Gold Price in Striking Distance of $1,400

Thursday, December 02, 2010 by Gold Alert

GOLD PRICE NEWS – The gold price rallied $4.00 to $1,390 per ounce Wednesday on the back of comments from European Central Bank (ECB) President Jean-Claude Trichet that indicated the ECB may step up its purchases of sovereign debt of struggling European nations. Stock prices surged as the gold price climbed within striking distance of $1,400 per ounce on the news out of Europe – and on stronger than expected jobs data in America. According to ADP, companies in the U.S. added 93,000 jobs in November, ahead of consensus expectations of 70,000. S&P 500 stock futures rose 15.60 to 1195.20.

Risk aversion fell as the euro rallied versus the U.S. dollar on the flurry of news. While the gold price is being supported this morning by a weak dollar, over the past month, the gold price has climbed despite strength in the greenback. Investors have fled the euro for the safety of gold, pushing the euro-denominated gold price to a new record high.
Since reaching 1.4276 on November 4, the euro tumbled 9.1% against its American counterpart on the back of growing fears that the challenging debt issues that have plagued Greece and Ireland are spreading to Portugal and Spain. These concerns were also evident in credit default swap prices of Portugal and Spain, which widened Tuesday to new record highs of 552 and 368, respectively, according to data provider CMA. In Wednesday’s session, government bond yields eased following Trichet’s comments.
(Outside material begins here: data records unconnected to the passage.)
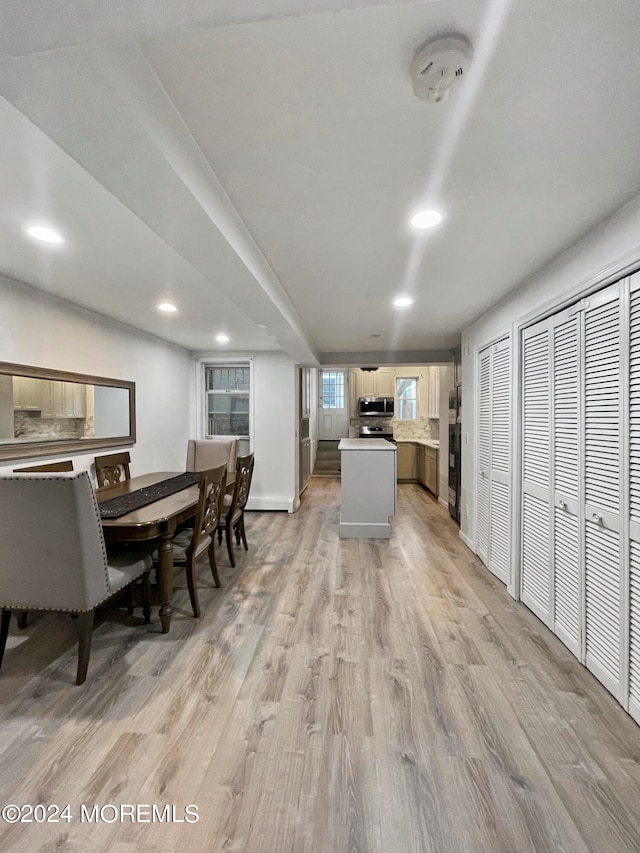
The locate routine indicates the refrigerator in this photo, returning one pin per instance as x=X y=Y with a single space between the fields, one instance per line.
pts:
x=455 y=451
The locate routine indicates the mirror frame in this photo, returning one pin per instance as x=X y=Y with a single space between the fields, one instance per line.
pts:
x=28 y=450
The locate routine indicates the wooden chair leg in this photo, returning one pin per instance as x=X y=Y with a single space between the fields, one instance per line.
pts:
x=146 y=598
x=85 y=632
x=193 y=590
x=242 y=532
x=213 y=564
x=4 y=631
x=229 y=537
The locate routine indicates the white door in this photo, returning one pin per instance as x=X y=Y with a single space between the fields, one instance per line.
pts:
x=333 y=412
x=536 y=560
x=634 y=499
x=493 y=522
x=568 y=555
x=602 y=487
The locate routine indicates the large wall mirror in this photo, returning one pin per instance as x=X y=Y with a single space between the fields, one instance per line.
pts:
x=45 y=412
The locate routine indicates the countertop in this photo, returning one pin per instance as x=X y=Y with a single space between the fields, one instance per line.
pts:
x=366 y=444
x=425 y=442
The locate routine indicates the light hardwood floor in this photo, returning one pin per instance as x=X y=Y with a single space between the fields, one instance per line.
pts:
x=337 y=696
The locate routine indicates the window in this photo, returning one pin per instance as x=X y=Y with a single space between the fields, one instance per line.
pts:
x=332 y=389
x=227 y=388
x=407 y=392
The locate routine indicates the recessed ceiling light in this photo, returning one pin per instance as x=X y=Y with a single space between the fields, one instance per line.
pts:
x=46 y=235
x=402 y=301
x=426 y=219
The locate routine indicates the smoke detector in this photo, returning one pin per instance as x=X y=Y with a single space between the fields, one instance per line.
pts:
x=438 y=65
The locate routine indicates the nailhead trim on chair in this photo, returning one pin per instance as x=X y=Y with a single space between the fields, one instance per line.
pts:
x=74 y=476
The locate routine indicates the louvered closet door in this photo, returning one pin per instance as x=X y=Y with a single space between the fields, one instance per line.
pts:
x=499 y=485
x=484 y=457
x=536 y=557
x=493 y=537
x=602 y=487
x=634 y=499
x=568 y=591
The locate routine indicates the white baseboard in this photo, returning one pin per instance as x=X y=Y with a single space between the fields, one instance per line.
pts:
x=265 y=503
x=466 y=541
x=364 y=530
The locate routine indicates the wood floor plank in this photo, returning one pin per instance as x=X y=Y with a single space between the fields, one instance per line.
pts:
x=336 y=696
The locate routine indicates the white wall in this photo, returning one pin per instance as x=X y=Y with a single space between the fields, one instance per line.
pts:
x=43 y=331
x=274 y=484
x=603 y=255
x=447 y=381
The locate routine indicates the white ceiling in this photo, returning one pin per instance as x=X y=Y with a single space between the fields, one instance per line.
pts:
x=256 y=162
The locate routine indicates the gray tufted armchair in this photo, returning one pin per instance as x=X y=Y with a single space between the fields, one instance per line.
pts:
x=53 y=554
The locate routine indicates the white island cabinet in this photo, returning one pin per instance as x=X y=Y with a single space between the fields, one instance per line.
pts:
x=368 y=487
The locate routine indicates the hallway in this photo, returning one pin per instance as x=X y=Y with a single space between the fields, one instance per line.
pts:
x=337 y=696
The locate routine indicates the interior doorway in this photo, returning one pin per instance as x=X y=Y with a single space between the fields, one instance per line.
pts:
x=333 y=413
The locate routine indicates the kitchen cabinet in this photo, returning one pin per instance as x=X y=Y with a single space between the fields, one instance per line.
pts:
x=406 y=461
x=429 y=477
x=433 y=384
x=418 y=463
x=354 y=391
x=54 y=398
x=28 y=393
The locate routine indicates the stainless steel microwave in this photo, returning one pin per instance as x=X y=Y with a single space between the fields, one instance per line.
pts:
x=381 y=407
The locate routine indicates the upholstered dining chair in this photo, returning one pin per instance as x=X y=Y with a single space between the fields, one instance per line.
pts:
x=47 y=467
x=232 y=520
x=190 y=545
x=53 y=554
x=112 y=469
x=212 y=452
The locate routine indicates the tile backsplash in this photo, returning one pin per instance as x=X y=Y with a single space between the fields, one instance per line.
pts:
x=420 y=428
x=49 y=428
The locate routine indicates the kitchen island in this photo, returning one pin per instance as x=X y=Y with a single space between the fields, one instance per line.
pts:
x=368 y=480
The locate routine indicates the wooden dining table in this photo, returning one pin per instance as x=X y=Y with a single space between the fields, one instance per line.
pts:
x=154 y=523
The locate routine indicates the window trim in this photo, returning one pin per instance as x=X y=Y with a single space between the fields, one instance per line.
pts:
x=343 y=385
x=201 y=394
x=416 y=399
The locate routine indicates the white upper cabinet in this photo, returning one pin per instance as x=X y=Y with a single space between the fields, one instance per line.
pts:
x=433 y=391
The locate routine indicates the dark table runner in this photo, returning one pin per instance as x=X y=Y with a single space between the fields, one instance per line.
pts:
x=115 y=507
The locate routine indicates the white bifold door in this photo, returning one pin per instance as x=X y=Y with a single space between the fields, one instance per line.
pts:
x=575 y=452
x=493 y=508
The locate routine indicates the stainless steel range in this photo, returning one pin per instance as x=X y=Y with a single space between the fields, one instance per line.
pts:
x=376 y=432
Causing further pressure on the euro and providing additional support for the gold price was yesterday’s announcement by Standard & Poor’s Rating Services that it was placing Portugal’s ‘A-’ long-term and ‘A-2′ short-term sovereign debt ratings on “CreditWatch with negative implications.” In doing so, S&P indicated that the quality of Portugal’s debt has worsened and may be downgraded within the next three months.

In its report, S&P stated that the decision reflected a view of “increased risks to the government’s creditworthiness,” stemming from “uncertainty about the government’s possible recourse to official funding and the consequences that obtaining such funding could have.” The ratings agency was highly skeptical of Portugal’s austerity measures, saying that it has made “little progress on any growth-enhancing reforms to offset the fiscal drag from these scheduled 2011 budgetary cuts.”
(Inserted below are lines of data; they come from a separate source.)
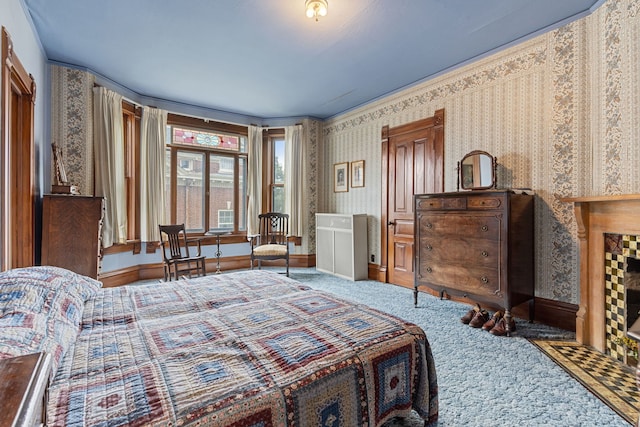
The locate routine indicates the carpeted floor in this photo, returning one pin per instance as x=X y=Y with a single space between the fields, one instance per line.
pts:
x=483 y=380
x=613 y=382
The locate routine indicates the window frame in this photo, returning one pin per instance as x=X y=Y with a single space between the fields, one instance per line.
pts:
x=176 y=120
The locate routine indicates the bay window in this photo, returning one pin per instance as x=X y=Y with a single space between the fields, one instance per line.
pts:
x=206 y=174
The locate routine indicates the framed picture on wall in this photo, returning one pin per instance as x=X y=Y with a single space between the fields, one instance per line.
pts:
x=340 y=177
x=357 y=174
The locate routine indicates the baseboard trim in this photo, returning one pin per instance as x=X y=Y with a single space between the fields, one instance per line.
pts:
x=155 y=271
x=549 y=312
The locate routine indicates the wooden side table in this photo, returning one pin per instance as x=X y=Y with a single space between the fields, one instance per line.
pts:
x=23 y=384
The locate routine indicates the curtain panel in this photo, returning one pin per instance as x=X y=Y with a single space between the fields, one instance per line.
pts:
x=109 y=164
x=254 y=180
x=295 y=178
x=152 y=173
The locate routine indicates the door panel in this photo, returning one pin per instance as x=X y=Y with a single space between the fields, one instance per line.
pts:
x=414 y=155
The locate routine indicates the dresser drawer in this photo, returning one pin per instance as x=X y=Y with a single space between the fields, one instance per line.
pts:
x=442 y=225
x=481 y=202
x=442 y=203
x=461 y=250
x=473 y=280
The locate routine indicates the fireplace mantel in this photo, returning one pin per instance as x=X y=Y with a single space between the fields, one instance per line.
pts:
x=596 y=216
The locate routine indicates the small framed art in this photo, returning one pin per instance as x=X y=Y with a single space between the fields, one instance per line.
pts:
x=340 y=177
x=357 y=174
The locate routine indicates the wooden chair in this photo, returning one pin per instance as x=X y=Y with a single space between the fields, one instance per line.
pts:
x=175 y=252
x=272 y=242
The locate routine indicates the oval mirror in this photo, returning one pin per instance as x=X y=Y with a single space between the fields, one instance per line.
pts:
x=478 y=171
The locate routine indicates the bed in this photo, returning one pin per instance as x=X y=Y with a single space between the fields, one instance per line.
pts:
x=237 y=349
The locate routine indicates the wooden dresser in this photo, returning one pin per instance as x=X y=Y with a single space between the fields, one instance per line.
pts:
x=71 y=233
x=476 y=244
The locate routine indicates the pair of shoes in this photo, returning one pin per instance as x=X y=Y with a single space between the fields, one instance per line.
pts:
x=500 y=328
x=480 y=318
x=470 y=314
x=495 y=319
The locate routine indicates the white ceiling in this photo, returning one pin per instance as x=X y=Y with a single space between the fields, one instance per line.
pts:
x=265 y=58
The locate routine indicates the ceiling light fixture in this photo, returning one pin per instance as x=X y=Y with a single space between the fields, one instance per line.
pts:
x=316 y=8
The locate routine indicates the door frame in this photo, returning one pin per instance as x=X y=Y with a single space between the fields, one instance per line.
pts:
x=17 y=164
x=437 y=121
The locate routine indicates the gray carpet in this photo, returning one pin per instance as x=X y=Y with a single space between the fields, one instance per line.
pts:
x=483 y=380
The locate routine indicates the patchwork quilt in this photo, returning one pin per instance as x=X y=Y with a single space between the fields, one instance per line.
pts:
x=251 y=348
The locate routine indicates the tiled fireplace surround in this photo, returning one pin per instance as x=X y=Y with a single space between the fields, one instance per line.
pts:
x=620 y=290
x=608 y=233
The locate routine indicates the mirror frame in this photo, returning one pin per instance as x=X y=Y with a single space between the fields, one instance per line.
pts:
x=494 y=164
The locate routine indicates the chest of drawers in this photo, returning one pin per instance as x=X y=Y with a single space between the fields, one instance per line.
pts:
x=476 y=244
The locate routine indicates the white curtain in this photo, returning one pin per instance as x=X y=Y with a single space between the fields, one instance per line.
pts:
x=152 y=173
x=295 y=178
x=254 y=179
x=108 y=143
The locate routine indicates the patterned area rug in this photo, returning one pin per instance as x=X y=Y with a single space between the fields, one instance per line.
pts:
x=611 y=381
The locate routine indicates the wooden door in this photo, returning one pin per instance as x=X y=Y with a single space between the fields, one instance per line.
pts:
x=413 y=162
x=17 y=208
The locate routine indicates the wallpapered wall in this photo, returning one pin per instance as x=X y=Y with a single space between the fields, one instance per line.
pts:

While the rating agency may deservedly be critical of Portugal’s fiscal measures, ultimately it is the market that will decide the financial fate of the “PIIGS” nations. Currently, the rising gold price and falling euro currency are indicative of the disdain for European policymakers’ decisions, which have not addressed the fundamental issue of excessive debt levels. Instead, the European Union has chosen to kick the can further down the road by developing bailout plans that burden these countries with additional debt in order to placate the demands of creditors, which are mostly banks in the UK, US, Germany, and France.

The stopgap measures, as Dr. John Hussman noted in his latest Weekly Market Comment, only exacerbate the problem. “Unfortunately, imposing austerity on a weak economy typically results in further economic weakness and a shortfall on the revenue side,” according to Dr. Hussman. This shortcoming generally results in additional economic challenges shortly thereafter, as the nation is unable to meet its financial obligations.
The ability of the gold price to remain near its all-time high in the face of both strength and weakness in the U.S. dollar is emblematic of the severity of the issues in Europe. Whether one looks at the response of the Federal Reserve to the financial crisis, or that of European policymakers now, the common ingredient is always more debt and more money creation.

This increase in the money supply has caused investors’ faith in fiat currencies to dwindle, and consequently has led many to turn to the gold price as a means to protect their wealth. The trend of declining confidence in fiat currencies will arrest itself when the balance sheets of the developed world are purged of their debt. Unfortunately, this is politically unacceptable and as such, the upward trajectory in the price of gold is likely to continue indefinitely.